Des tenues

11 novembre 2013

La vie en bleu

Aujourd’hui c’est ma reprise, après quinze jours de vacances. Plus que quelques minutes et je partirai pour la prison. J’enfile machinalement mon uniforme en me rendant à l’évidence, ces quelques jours de repos n’auront pas suffit à me faire oublier le travail.

Il a des pouvoirs cet uniforme. Avec lui, nous nous fondons dans le décor carcéral où les détenus ne nous remarquent même plus. Avec lui, dans la rue, nous sommes craints des gens qui nous évitent en se demandant ce que nous faisons là. Avec lui, nous sommes des surveillants pénitentiaires.

Il est étrange cet uniforme. Il est constitué d’un polo déteint, d’un pantalon mal taillé, de chaussures inconfortables, d’un pull qui gratte et d’une polaire qui bouloche. Tous ces éléments portent la même étiquette RIEP. Ne chercher pas de vêtements de cette marque dans vos magasins préférés, vous n’en trouverez pas ! RIEP c’est la Régie Industrielle des Établissements Pénitentiaires. Cette régie, qui donne un emploi à de nombreux détenus, est celle qui fournit les uniformes à l’administration pénitentiaire. Ce sont donc les détenus qui fabriquent nos chaussures, qui cousent nos pantalons et brodent nos polos. Ce qui explique pourquoi nos pantalons ont parfois la même taille que l’étiquette soit 36 ou 46, pourquoi nous avons des trous dans nos poches, pourquoi nos chaussures portent encore des traces de colle et pourquoi la broderie « Administration Pénitentiaire » n’est pas toujours droite.

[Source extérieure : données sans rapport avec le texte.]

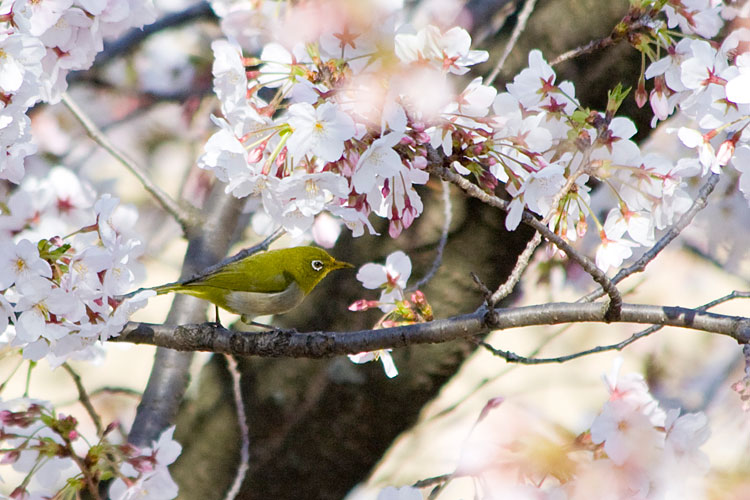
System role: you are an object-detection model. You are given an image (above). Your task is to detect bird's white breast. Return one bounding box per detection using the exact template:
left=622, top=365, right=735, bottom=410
left=225, top=283, right=305, bottom=318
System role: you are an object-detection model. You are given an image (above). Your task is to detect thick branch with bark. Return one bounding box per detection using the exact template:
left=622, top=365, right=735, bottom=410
left=113, top=303, right=750, bottom=358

Je me souviens quand j’ai commencé, à l’ENAP, on nous donnait un paquetage avec nos uniformes et il m’avait fallut attendre presque deux ans pour obtenir à nouveau de quoi me vêtir en bleu. Les pantalons avaient souffert (on pouvait voir qu’ils ne tarderaient pas à craquer) et les chaussures m’avaient abandonné depuis longtemps, j’avais été obligé d’en racheter.

Aujourd’hui, mes armoires sont pleines d’uniformes neufs, mais aussi des anciens dont je ne sais plus que faire, je ne peux quand même pas les jeter comme ça à la poubelle ! N’y voyez pas un quelconque remord, bien que je porte cette uniforme près de trois cent jours par an je n’aurais pas de scrupule à jeter mes anciens polos si je savais où les mettre. Poubelle jaune ou poubelle d’ordures ? Aucune des deux, ils doivent être détruits et je dois m’assurer que personne ne les réutilisera.

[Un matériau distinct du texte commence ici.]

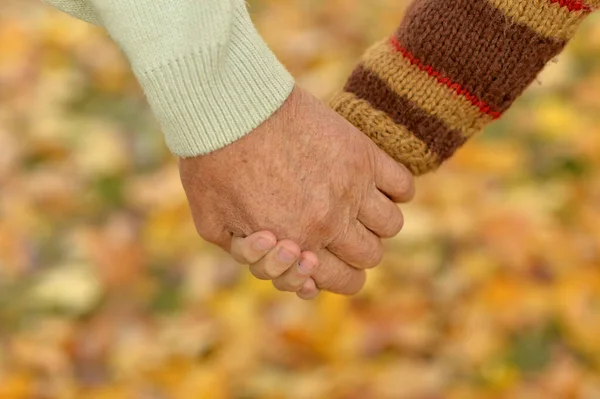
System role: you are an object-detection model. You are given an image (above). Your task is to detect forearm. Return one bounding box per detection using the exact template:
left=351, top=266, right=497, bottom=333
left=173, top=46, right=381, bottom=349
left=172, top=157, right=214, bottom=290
left=47, top=0, right=294, bottom=157
left=332, top=0, right=600, bottom=174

À savoir également qu’en cas de perte d’effets d’uniforme, il me faudrait le signaler à mon administration !

Enfin, venons-en au plus important, à la finalité de cet article.

Je pense que ce blog est majoritairement lu par des surveillants qui connaissent déjà tout ça mais ils ne sont pas les seuls lecteurs, il y a aussi ma femme, et cet article lui est destiné.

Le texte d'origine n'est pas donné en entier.